Mobiliario institucional

C. Diván prestaba sus servicios en el Tribunal Supremo cuando un rifirrafe entre escaños por el reparto de sillas le catapultó a la presidencia del Consejo del Poder Judicial. La cuestión que distanciaba a gobierno y oposición no iba más allá de situar en ese puesto a la silla, sillón o banqueta, qué más da, más cómoda a sus posaderas ideológicas, progresistas o conservadoras, otras no conocen, como tampoco otra forma de hacerse respetables y respetar las instituciones.

Sumidos en ese desvergonzado dilema, el presidente toma la decisión de que sea un desechado C. Diván quien amueble la cúpula del Poder Judicial. ¿Un pálpito?, ¿su carita de ángel arrebatado?, ¿su bonhomía?, solo él lo sabe. C. Diván cumple con el guion, pero se torna cómodo, nada nuevo, todos los de su estirpe lo son.

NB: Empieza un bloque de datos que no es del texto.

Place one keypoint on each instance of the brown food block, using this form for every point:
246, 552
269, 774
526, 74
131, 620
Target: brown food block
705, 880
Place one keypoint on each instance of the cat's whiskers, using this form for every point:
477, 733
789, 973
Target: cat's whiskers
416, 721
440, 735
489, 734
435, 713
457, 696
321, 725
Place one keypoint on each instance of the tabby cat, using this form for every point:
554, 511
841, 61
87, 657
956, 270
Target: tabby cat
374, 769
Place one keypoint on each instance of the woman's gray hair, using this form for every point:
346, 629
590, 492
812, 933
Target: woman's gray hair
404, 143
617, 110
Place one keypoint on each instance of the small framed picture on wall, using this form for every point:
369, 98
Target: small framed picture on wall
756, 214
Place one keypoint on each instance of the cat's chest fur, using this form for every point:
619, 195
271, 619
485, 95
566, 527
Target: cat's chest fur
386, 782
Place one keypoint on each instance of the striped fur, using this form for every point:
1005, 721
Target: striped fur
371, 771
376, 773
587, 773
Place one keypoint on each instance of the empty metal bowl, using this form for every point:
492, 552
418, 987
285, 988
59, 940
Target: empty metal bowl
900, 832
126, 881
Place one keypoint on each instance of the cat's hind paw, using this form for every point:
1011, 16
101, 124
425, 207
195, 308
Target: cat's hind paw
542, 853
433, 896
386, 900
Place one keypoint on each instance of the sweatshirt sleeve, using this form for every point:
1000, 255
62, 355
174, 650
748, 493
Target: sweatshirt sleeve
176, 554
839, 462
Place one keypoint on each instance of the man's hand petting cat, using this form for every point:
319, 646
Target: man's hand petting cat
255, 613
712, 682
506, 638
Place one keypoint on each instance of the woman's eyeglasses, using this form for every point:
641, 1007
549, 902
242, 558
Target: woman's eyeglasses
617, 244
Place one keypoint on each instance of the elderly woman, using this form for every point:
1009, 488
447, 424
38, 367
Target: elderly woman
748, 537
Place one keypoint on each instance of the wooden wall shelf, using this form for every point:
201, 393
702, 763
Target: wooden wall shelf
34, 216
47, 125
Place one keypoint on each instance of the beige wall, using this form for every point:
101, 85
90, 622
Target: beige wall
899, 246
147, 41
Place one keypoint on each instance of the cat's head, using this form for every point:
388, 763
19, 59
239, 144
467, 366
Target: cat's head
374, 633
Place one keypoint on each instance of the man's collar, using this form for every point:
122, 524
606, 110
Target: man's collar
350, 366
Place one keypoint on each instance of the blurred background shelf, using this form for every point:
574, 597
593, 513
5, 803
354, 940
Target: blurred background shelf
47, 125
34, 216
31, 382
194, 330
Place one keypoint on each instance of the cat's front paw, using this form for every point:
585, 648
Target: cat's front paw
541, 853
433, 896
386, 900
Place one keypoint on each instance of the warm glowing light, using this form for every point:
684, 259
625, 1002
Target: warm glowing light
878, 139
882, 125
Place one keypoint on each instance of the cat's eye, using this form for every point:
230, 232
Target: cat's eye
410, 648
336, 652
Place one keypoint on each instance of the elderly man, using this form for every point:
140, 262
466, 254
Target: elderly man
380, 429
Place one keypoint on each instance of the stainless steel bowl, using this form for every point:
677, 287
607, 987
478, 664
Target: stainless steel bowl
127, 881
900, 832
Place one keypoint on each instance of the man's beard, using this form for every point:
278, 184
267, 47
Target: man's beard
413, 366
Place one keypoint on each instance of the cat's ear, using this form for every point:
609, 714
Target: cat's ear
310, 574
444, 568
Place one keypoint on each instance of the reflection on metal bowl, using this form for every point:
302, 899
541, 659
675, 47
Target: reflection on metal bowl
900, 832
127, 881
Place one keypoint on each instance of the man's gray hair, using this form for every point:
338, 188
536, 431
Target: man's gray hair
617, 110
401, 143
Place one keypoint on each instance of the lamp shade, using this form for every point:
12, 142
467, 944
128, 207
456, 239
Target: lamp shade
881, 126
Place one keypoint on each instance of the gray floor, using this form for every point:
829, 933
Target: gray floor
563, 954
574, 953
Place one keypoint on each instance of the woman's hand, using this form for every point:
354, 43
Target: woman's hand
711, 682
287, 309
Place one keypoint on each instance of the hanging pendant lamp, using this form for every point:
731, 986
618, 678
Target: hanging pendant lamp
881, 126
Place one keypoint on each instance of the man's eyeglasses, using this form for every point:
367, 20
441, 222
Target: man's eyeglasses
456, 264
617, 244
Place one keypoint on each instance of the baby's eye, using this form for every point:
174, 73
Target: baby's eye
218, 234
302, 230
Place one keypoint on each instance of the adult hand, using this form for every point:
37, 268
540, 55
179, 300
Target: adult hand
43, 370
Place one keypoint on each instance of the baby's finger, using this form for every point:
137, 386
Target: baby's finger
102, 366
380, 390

Sumido en esa pérfida deriva se entrega al vicio de los hoteles de lujo en primera línea de playa a cargo del erario público, como sus antecesores y compañeros y tal como estaba reglado.

La secuelas de otras luchas, estas intestinas, hacen aflorar el privilegio, la opinión pública se escandaliza y se ve obligado a dimitir. Aceptada la renuncia reclama una suculenta indemnización. Salida de pata de banco, se dirán, pero no, le corresponde. El delito de C. Diván es actuar en el marco de una legalidad netamente abusiva y como tal lesiva para los intereses del Estado, el castigo como es lógico de la misma índole. ¿Estamos o no estamos para diván?, pero de psiquiatra.